Thank you Reebok. Where would we be without your lessons in telling us what is appropriate in the PC world? While many view that infamous line as one of a dinosaur (in hindsight it is a dramatic improvement over other locker room talk) I’m sure many of you have encountered women (and men) who warmly welcome comments about a new haircut, attire or shoes. Many of you haven’t seen those people march right into the HR department to lodge a formal complaint. One would imagine if Brad Pitt or George Clooney had said it then the press would spin it another way. Where was Reebok when Hillary Clinton joked about wanting to watch a replay of Lenny Kravitz’s wardrobe malfunction that exposed his Prince Albert? Surely an opportunity to protest against the brazen sexism against men.

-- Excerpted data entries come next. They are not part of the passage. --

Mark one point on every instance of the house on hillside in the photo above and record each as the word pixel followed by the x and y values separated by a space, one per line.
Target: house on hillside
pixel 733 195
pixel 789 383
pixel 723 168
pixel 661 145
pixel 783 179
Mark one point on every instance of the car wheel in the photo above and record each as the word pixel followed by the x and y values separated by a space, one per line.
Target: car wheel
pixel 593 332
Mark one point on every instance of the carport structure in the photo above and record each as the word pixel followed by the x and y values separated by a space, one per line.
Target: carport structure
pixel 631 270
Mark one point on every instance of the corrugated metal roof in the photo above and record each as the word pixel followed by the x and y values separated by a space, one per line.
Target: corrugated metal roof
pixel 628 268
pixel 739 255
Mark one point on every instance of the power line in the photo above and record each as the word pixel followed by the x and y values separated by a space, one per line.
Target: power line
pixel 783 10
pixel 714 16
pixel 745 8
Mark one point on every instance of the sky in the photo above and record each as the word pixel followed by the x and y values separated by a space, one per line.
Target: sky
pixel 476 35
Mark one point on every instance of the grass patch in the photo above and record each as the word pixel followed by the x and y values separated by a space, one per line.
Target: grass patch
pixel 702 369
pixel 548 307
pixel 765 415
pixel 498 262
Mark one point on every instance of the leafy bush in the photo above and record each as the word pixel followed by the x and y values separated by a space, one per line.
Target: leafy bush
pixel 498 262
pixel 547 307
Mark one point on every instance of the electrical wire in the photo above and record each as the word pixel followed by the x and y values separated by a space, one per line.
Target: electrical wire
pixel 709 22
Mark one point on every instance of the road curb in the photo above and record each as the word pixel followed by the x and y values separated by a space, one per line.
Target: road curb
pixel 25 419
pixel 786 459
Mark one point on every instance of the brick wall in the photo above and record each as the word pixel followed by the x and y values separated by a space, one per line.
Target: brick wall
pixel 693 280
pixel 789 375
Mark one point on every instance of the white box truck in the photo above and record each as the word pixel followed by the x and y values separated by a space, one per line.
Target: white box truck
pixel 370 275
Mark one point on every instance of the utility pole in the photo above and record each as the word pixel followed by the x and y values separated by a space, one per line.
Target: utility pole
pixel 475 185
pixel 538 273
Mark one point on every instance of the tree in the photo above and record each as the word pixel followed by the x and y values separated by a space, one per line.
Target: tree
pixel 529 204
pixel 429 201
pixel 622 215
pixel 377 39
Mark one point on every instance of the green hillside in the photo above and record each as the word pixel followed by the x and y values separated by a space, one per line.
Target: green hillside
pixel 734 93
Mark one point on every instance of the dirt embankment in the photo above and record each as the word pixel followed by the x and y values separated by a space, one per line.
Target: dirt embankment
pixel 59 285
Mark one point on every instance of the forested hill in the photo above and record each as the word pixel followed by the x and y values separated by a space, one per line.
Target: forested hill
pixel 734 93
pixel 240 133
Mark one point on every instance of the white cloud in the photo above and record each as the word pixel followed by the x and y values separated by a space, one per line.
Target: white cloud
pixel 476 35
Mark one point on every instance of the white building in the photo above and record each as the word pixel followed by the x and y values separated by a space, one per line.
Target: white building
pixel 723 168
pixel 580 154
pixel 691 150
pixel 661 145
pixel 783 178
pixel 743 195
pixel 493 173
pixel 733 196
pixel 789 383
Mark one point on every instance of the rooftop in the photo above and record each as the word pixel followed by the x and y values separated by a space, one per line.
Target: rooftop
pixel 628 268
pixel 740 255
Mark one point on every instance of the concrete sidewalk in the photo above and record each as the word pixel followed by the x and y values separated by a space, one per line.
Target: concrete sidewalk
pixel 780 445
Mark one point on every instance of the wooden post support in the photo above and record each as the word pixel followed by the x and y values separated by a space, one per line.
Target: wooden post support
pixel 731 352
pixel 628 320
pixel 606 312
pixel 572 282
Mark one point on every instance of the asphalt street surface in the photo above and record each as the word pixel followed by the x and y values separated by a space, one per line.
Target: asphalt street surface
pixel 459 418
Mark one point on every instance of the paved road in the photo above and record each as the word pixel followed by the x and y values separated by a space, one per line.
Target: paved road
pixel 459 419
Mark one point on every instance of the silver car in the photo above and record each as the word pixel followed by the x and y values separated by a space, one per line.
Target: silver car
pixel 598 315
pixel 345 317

However what is it with corporates that feel they have a need to enforce views on same-sex marriage, LGBT, sexism, climate abatement or religion? I don’t fly Qantas because it’s CEO pushes the agenda on passengers and staff, I don’t drink Starbucks because of its religious beliefs and I don’t need Unilever to preach it’s diversity. All I’m after is the product that serves the need. Not wrapped in political point scoring
In Reebok’s case the Institute for Global Labor & Human Rights made allegations in the past that the sportswear company was exploiting workers (80% female) in El Salvador. The company has denied the allegations after a thorough investigation.
In any event, should Reebok make huge profits on the back of these remarks to the French First Lady will the product planners secretly pray for the next “gaffe” to help the brand’s performance? In a round about way Reebok is exploiting a supposed defence of women’s rights to boost its bottom line. Perhaps it should donate every cent earned from the campaign on awareness? Or maybe upping the pay of its factory workers? Then people could remark about its corporate responsibility was “in such good shape” That would be beautiful.